Director: Herve Martin-Delpierre
BBC Worldwide Productions
An interesting, and worthy documentary that traces Daft Punk’s music and antics back to the start, in fact back to the pre-robot days when, in an early review of their shoegazer-ish group, they were written off as making “daft punk”. So, Guy-Manuel de Homen-Christo and Thomas Bangalter promptly set about making Daft Punk.
From the rush of early club singles and bedsit gadget-tinkering they arrived at the sound sold to the world with astonishing debut, Homework. From there the duo made sure to stay hidden under helmets allowing them to make movies and movie-length video pieces, to soundtrack films and take years off to meticulously craft and plan their next move.

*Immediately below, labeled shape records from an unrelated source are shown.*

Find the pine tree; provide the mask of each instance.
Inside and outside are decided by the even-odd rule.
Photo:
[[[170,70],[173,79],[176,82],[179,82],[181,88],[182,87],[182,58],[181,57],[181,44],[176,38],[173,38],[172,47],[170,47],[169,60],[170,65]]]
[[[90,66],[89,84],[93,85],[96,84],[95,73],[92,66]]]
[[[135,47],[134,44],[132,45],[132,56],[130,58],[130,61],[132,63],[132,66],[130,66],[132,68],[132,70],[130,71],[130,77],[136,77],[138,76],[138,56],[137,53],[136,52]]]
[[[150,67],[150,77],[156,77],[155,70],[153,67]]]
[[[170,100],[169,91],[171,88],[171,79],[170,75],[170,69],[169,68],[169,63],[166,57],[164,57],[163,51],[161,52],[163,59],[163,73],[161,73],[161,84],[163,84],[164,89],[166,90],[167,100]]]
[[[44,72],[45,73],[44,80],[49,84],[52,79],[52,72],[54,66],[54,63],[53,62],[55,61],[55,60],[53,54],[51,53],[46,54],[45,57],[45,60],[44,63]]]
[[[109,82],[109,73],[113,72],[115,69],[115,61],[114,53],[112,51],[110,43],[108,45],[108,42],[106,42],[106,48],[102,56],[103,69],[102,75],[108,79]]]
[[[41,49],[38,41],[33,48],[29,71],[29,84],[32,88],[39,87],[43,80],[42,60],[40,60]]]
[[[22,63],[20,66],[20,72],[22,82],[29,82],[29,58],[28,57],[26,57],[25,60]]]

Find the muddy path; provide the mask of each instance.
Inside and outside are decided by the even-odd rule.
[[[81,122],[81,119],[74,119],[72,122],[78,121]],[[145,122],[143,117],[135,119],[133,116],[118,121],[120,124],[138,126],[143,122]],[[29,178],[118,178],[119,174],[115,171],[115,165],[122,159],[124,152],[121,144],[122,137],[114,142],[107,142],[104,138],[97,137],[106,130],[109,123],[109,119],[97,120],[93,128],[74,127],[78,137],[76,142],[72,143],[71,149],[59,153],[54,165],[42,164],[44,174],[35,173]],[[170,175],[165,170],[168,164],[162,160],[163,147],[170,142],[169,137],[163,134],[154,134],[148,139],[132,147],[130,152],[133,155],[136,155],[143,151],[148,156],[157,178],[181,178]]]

If you’ve never cared for Daft Punk then – well, first up – why are you reading this? I’d like to tell you that this film should still be of interest, it’s well made and it tells an interesting story of a march-to-their-own-drum-machine duo. But this documentary probably works best for the lapsed fan or newly initiated. Random Access Memories turned a lot of people onto – or back onto – the band. It also baffled a few fans that were there in the early days. This documentary makes it up to that album’s release. From there it’s anyone’s guess, right now, as to what the band’s next move will be. Will it end with this documentary?
What I liked was that I was reminded of the albums I’ve given no time to in recent years (Discovery) and the ones that I really rated but still seemed to forget about (Human After All, Tron: Legacy OST).
So we wait to wonder if we’ll hear a brand new thing anytime soon. A whole new project that goes even further into a future-funk feel, or a return to the sparse techno of their roots….while we wait there’s this. A really great run-through of the clever things this duo has dreamed up and achieved.